それ以外にも、光の封殺剣、カース・オブ・ドラゴン、連鎖破壊、エクスチェンジ、エルフの剣士、バスター・ブレイダーと言った、数々のマイナーカードを使用して勝ち上がってきた。
ここまで言えば分かると思うが、武藤遊戯が使用したカードがマイナー且つカテゴリーがあまりにもバラバラ過ぎて、対戦相手達からしたら『何をしてくるのか全く予想がつかない』という不安を与えてくるのだ。

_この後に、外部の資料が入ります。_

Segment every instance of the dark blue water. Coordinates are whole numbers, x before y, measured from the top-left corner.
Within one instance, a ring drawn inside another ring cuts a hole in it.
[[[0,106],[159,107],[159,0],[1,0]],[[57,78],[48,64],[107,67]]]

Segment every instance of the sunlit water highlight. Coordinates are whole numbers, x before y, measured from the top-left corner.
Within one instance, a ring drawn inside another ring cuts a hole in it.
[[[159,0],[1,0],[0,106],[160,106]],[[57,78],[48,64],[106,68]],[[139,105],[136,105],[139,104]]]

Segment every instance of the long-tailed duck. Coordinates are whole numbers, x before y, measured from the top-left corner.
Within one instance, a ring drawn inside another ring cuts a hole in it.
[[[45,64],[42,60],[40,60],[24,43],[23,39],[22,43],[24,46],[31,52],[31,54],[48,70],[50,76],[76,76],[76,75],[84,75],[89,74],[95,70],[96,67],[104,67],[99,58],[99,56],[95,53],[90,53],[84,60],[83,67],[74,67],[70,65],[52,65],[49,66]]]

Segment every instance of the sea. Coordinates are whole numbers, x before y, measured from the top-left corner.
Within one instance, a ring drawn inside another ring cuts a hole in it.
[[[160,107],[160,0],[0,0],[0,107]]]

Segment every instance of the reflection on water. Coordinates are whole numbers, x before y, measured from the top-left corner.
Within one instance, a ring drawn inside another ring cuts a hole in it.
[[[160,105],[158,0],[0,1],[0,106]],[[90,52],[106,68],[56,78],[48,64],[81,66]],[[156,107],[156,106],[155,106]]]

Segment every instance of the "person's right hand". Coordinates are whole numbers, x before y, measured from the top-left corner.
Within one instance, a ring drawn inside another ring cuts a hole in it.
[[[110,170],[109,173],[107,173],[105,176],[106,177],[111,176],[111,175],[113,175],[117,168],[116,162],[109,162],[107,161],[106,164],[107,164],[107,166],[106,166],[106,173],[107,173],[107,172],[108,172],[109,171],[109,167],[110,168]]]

実際問題、これまでに彼と対戦した相手は、そのトリッキーな戦術を前に敗北している。
(間違いなく、確実に奴を追い詰めた……)
フォルティス佐々木は油断も慢心もしなかった。武藤遊戯のデュエルを事前に見ていた為、隙を見せたら負けると考えた彼は、最初から全力で戦った。
その結果、二人のフィールドは───
●フォルティス佐々木 LP3000
手札2枚
モンスターゾーン
神獣王バルバロス ATK3000
神獣王バルバロス ATK3000
可変機獣ガンナードラゴン ATK2800
魔法罠ゾーン
永続罠 スキルドレイン
●武藤遊戯 LP1000
手札1枚
モンスターゾーン
なし
魔法罠ゾーン
なし
───このような状態となった。
佐々木の使うデッキ、通称【スキドレバルバ】
永続罠の《スキルドレイン》でフィールドに存在する全てのモンスター効果を無効化し、それを利用して自身のエースモンスターである《神獣王バルバロス》と《可変機獣ガンナードラゴン》のデメリット効果を無効化し、高火力で相手を圧倒する戦術だ。
何度も微調整を繰り返し、完成したこのデッキで今大会も勝ち上がり、三連覇まであと一歩の所までやって来た訳だ。
(奴のライフは残り1000。2体目のバルバロスの攻撃を防ぐ為に《クリボー》を使ったことで、手札もたった1枚。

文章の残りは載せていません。